En attendant, il n’existe toujours pas de vecteur satisfaisant pour traiter la mucoviscidose par thérapie génique. Mais les chercheurs ne baissent pas les bras et les idées pour améliorer les systèmes actuels fourmillent : de nombreuses équipes recherchent la séquence du promoteur* idéal qui permettra au gène médicament de s’exprimer aussi longtemps que possible. Certains proposent de greffer des molécules affines pour les cellules à traiter sur la surface des vecteurs. Cette stratégie pourrait augmenter la proportion de cellules qui reçoivent le gène médicament. D’autres suggèrent d’utiliser des signaux de localisation nucléaire pour être sûr que le gène médicament atteindra le coeur de la cellule pour y être exprimé.

* Séquence l’ADN qui contrôle l’expression d’un gène.
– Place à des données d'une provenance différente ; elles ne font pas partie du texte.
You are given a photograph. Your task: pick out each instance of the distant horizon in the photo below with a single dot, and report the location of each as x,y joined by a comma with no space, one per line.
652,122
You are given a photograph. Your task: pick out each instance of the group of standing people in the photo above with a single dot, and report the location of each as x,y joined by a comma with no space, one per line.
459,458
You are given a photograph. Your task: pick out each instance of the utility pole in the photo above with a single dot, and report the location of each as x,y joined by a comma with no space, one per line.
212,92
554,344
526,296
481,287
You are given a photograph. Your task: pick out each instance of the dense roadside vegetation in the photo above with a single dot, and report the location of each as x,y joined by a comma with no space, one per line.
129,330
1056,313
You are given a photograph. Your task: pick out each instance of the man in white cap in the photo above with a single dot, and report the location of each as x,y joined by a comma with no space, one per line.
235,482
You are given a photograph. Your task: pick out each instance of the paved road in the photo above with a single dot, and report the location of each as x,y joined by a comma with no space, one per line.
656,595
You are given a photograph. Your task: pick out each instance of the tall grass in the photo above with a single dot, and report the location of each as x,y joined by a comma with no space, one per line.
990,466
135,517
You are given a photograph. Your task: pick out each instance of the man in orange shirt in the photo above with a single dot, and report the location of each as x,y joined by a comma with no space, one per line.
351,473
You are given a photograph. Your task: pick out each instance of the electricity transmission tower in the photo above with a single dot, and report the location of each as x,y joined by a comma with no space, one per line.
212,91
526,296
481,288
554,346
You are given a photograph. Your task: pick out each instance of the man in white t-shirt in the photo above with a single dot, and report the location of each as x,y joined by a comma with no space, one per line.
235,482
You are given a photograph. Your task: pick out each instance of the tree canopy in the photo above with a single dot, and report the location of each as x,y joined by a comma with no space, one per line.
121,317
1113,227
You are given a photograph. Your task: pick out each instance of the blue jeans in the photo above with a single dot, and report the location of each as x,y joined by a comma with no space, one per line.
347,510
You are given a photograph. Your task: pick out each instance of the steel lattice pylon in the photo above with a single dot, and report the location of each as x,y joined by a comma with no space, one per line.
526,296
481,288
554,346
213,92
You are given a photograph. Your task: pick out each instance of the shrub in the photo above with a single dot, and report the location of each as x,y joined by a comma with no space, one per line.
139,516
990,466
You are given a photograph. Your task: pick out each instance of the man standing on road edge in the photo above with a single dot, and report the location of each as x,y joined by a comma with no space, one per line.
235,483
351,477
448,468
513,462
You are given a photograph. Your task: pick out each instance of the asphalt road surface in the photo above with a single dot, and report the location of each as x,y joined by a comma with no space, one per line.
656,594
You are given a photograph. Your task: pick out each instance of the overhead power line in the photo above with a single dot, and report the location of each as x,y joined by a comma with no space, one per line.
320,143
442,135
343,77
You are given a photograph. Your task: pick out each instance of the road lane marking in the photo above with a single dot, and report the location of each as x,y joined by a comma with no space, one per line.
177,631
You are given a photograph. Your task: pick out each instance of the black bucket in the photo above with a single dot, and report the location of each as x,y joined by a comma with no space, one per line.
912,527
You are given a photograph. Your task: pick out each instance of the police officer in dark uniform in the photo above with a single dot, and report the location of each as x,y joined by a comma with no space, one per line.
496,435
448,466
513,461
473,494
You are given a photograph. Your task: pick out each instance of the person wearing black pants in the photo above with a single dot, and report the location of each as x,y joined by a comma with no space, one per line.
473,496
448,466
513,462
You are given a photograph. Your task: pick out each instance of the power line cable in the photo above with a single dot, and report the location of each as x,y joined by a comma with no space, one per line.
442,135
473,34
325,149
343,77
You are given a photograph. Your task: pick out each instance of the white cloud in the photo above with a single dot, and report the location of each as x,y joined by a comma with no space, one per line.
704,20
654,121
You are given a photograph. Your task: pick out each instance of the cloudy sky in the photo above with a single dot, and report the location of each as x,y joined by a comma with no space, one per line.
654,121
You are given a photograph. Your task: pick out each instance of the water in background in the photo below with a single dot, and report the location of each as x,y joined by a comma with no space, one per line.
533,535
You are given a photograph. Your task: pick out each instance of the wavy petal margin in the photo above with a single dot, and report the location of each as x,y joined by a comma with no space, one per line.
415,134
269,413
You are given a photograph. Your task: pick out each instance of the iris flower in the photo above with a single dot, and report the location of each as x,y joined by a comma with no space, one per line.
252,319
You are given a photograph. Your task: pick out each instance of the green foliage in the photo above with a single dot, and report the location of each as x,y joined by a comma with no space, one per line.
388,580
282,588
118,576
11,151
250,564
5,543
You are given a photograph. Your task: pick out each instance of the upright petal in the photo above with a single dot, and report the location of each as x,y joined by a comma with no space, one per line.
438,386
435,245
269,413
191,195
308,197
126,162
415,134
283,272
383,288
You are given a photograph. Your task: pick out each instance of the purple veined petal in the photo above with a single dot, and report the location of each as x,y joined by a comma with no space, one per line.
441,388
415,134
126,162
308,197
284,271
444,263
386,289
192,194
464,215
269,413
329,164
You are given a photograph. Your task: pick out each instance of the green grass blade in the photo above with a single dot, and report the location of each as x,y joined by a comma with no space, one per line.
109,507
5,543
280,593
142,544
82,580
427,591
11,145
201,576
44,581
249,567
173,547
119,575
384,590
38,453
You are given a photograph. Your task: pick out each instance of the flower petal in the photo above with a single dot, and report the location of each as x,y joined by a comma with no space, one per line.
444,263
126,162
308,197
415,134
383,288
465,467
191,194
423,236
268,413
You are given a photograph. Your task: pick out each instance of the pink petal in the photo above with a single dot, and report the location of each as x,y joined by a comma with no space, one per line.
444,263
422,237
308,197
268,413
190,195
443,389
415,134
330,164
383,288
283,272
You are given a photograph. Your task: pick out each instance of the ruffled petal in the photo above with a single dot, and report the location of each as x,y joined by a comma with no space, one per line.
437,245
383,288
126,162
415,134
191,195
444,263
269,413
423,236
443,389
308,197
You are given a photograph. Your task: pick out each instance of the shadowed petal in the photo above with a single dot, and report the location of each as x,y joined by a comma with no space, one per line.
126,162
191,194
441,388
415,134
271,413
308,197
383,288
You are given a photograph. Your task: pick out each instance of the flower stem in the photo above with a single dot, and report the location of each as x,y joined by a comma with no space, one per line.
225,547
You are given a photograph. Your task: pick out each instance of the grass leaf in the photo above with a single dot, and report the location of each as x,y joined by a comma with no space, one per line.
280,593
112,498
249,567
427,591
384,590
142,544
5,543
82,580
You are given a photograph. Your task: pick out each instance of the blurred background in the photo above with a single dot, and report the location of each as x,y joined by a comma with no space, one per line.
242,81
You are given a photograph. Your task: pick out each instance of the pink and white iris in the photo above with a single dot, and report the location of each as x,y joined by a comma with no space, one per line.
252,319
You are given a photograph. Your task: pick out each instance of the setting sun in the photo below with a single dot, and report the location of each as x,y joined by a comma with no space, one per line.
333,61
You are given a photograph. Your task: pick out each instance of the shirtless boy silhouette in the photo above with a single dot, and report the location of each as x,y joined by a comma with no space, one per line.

D’autres approches pour s’attaquer aux sources de la maladie

La thérapie génique n’est pas la seule stratégie qui pourrait permettre de vaincre la mucoviscidose en restaurant la fonction normale des cellules malades. D’autres approches visant à réparer le défaut moléculaire à l’origine du développement de la mucoviscidose font actuellement l’objet de recherches intensives.

L’essentiel d’entre elles sont des approches pharmacologiques qui ont pour but d’améliorer la fonction des protéines CFTR mutantes produites dans les cellules des malades.

Chez la grande majorité des patients, la protéine mutante est synthétisée, mais elle a une conformation anormale. Les mécanismes de surveillance cellulaire l’identifient comme une entité potentiellement dangereuse et conduisent à son élimination avant même qu’elle n’ait eu le temps d’atteindre la membrane plasmique (là où elle est censée exercer sa fonction). Différents groupes de recherche, dont celui dirigé par le Pr Frédéric Becq, à Poitiers, ont identifié des substances capables de restaurer l’activité de ces protéines mutantes en leur permettant de rejoindre leur localisation cellulaire normale. Ces substances agissent en protégeant les protéines CFTR mutantes de la dégradation, facilitant ainsi leur trafic à l’intérieur de la cellule.

D’autres équipes recherchent des molécules qui sont susceptibles de stimuler le fonctionnement de canaux alternatifs, lesquels pourraient remplacer ou tout au moins seconder les protéines CFTR défectueuses.

Plusieurs essais cliniques visant à évaluer l’efficacité de ces différentes classes de molécules sont en cours ou sur le point de démarrer.